Aung San Suu Kyi akan hadir di hadapan Mahkamah Internasional (ICJ) untuk menentang kasus yang diajukan Gambia yang menuduh Myanmar melakukan genosida terhadap minoritas Muslim Rohingya, kata pemerintahnya.
Lebih dari 730.000 Muslim Rohingya telah melarikan diri ke negara tetangga Bangladesh sejak tindakan keras militer Myanmar pada tahun 2017, yang menurut penyelidik PBB dilakukan dengan “niat genosida”.
Myanmar yang mayoritas beragama Buddha membantah tuduhan genosida.
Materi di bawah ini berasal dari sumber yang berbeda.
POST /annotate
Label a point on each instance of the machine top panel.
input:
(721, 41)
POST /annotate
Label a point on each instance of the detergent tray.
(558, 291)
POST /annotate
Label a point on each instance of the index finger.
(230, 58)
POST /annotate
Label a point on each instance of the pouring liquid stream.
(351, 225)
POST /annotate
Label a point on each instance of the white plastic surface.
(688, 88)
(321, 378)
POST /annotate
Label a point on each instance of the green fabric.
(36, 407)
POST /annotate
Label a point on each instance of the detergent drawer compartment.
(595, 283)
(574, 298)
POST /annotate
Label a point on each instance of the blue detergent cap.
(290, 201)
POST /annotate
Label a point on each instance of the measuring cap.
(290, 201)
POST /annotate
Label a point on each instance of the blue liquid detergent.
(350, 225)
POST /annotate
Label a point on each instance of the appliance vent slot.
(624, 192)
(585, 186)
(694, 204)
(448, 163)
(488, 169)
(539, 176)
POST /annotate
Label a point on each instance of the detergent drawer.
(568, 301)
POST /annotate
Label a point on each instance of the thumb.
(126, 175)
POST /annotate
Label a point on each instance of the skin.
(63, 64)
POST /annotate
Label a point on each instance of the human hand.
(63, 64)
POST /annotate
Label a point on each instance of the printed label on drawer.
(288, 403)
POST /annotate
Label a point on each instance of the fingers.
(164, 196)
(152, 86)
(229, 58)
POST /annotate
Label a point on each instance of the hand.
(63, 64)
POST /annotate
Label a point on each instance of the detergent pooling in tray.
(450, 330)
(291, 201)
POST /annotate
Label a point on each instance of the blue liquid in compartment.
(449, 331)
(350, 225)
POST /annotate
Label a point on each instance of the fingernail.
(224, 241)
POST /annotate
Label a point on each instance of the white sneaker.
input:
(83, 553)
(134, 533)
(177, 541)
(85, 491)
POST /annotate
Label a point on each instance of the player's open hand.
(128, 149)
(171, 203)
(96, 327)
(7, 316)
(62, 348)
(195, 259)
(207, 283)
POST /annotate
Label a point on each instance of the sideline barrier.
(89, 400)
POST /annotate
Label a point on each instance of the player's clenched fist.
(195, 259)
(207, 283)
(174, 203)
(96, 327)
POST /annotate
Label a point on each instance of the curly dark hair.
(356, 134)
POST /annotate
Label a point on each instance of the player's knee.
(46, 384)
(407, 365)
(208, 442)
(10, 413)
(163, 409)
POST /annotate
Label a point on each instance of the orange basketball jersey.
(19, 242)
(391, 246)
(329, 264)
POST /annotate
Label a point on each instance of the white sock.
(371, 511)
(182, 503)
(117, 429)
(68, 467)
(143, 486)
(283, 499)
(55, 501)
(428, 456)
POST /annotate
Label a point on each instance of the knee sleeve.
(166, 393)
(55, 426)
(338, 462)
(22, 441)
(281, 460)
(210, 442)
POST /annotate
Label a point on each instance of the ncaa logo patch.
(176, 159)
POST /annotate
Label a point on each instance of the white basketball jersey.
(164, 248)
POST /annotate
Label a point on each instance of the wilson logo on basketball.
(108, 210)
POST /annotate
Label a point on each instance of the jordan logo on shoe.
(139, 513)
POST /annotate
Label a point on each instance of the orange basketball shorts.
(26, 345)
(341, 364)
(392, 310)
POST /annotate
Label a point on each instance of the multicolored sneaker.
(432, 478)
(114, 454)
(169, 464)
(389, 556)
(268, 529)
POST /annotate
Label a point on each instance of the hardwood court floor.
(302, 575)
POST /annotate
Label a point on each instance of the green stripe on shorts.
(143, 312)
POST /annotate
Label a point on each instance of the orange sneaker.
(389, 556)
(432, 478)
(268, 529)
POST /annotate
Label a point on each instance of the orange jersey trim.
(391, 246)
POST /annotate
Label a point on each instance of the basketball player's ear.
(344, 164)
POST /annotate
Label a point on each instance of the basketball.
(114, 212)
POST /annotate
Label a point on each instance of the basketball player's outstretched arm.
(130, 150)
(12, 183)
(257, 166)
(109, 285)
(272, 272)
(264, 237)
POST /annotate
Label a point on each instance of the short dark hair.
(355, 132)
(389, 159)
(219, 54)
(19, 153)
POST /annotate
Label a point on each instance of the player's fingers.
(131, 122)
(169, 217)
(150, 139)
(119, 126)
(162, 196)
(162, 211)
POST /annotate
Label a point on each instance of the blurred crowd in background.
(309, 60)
Tonton berita terkini di Channel 7 atau streaming gratis 7 ditambah >>
Gambia, sebuah negara kecil di Afrika Barat yang mayoritas penduduknya beragama Islam, mengajukan gugatannya setelah mendapat dukungan dari Organisasi Kerja Sama Islam (OKI) yang beranggotakan 57 negara. Hanya suatu negara yang dapat mengajukan kasus terhadap negara lain ke ICJ.
“Myanmar telah menyewa pengacara internasional terkemuka untuk menentang kasus yang diajukan oleh Gambia,” kata kantor Penasihat Negara Suu Kyi dalam sebuah postingan di Facebook.
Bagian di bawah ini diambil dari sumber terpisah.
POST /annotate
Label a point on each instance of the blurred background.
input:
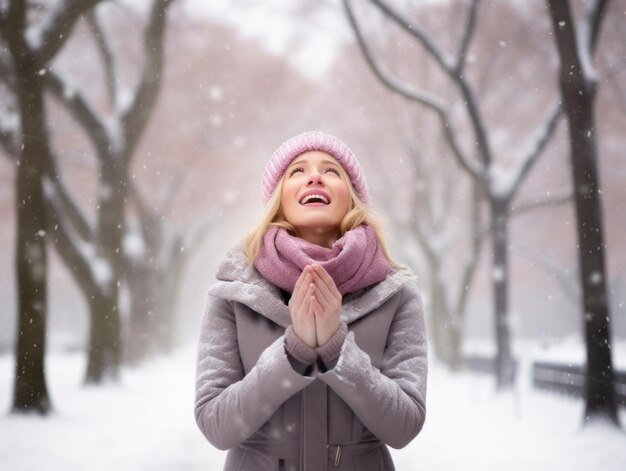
(133, 137)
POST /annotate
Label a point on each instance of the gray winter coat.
(251, 401)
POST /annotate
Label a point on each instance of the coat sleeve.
(390, 402)
(230, 405)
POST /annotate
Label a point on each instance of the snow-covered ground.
(146, 423)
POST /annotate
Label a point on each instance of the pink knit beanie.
(305, 142)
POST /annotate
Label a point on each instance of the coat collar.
(238, 281)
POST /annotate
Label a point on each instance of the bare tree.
(576, 45)
(29, 60)
(479, 161)
(99, 252)
(94, 252)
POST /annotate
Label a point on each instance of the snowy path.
(146, 424)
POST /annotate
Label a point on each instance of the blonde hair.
(358, 214)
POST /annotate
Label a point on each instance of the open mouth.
(314, 198)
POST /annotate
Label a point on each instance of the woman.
(312, 350)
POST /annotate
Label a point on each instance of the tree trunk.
(579, 90)
(145, 315)
(105, 346)
(103, 354)
(30, 391)
(446, 329)
(504, 368)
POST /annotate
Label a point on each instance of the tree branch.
(62, 238)
(78, 107)
(594, 20)
(467, 37)
(456, 75)
(64, 203)
(555, 198)
(135, 118)
(106, 51)
(424, 99)
(545, 134)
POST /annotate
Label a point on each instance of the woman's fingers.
(326, 296)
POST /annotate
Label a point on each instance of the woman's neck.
(319, 236)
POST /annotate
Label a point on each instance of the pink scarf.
(354, 261)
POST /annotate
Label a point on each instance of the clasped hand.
(315, 306)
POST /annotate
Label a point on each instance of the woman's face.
(315, 197)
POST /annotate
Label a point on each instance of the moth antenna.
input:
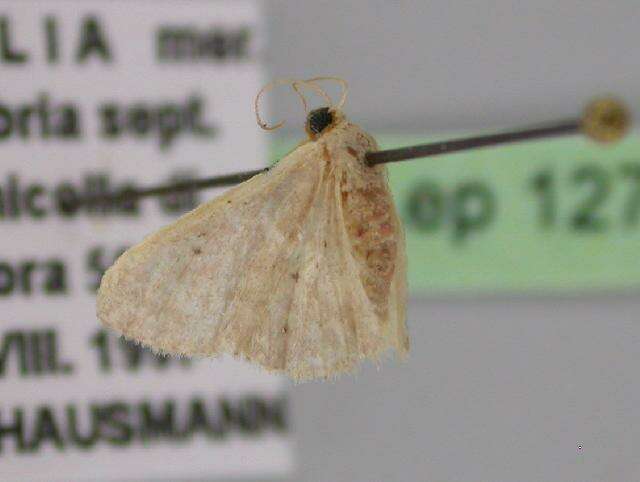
(343, 85)
(271, 85)
(295, 83)
(318, 90)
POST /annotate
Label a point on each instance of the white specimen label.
(97, 97)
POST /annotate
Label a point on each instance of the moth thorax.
(318, 120)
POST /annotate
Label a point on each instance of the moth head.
(320, 120)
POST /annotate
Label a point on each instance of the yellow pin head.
(606, 119)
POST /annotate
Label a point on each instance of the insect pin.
(300, 269)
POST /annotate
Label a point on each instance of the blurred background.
(524, 328)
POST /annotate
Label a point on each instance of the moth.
(300, 269)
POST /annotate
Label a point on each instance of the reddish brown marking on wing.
(371, 226)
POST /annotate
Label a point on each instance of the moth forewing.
(300, 269)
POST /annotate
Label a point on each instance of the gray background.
(495, 389)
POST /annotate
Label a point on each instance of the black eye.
(319, 119)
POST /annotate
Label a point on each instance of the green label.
(559, 215)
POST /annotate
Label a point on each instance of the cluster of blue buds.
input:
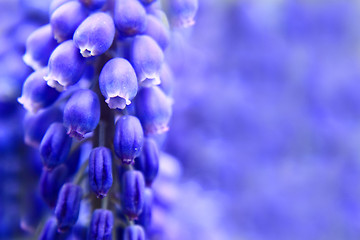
(99, 103)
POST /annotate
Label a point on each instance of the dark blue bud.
(82, 113)
(55, 146)
(132, 193)
(68, 206)
(95, 34)
(66, 66)
(55, 4)
(146, 215)
(128, 138)
(50, 184)
(100, 171)
(153, 109)
(93, 4)
(39, 47)
(129, 17)
(66, 18)
(101, 225)
(50, 231)
(35, 125)
(148, 162)
(184, 12)
(157, 30)
(134, 232)
(118, 83)
(167, 80)
(146, 57)
(36, 94)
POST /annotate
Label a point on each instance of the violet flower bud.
(35, 125)
(128, 138)
(156, 29)
(50, 184)
(82, 113)
(145, 217)
(184, 12)
(93, 4)
(55, 146)
(148, 162)
(95, 34)
(153, 109)
(146, 57)
(101, 225)
(66, 18)
(39, 46)
(134, 232)
(66, 65)
(36, 94)
(100, 171)
(132, 193)
(129, 17)
(118, 83)
(68, 206)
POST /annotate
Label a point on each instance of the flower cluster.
(99, 104)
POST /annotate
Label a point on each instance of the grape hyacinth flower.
(101, 225)
(147, 58)
(39, 47)
(100, 171)
(128, 138)
(82, 113)
(36, 94)
(68, 206)
(66, 65)
(55, 146)
(95, 34)
(132, 193)
(153, 108)
(129, 17)
(118, 83)
(65, 19)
“Penasihat negara, dalam kapasitasnya sebagai Menteri Urusan Luar Negeri, akan memimpin tim ke Den Haag, Belanda untuk membela kepentingan nasional Myanmar di ICJ,” katanya tanpa memberikan rincian lebih lanjut.
Juru bicara militer Brigadir Jenderal Zaw Min Tun mengatakan kepada Reuters bahwa keputusan itu diambil setelah militer berkonsultasi dengan pemerintah. “Kami, tentara, akan bekerja sama sepenuhnya dengan pemerintah dan kami akan mengikuti instruksi pemerintah,” katanya.
Juru bicara partai Suu Kyi, Liga Nasional untuk Demokrasi, mengatakan dia memutuskan untuk menangani sendiri kasus ini.
“Mereka menuduh Aung San Suu Kyi tidak bersuara mengenai pelanggaran hak asasi manusia,” kata juru bicara Myo Nyunt. “Dia memutuskan untuk menghadapi gugatannya sendirian.”
Baik Gambia maupun Myanmar adalah penandatangan Konvensi Genosida 1948, yang tidak hanya melarang negara melakukan genosida, namun juga mewajibkan semua negara penandatangan untuk mencegah dan menghukum kejahatan genosida.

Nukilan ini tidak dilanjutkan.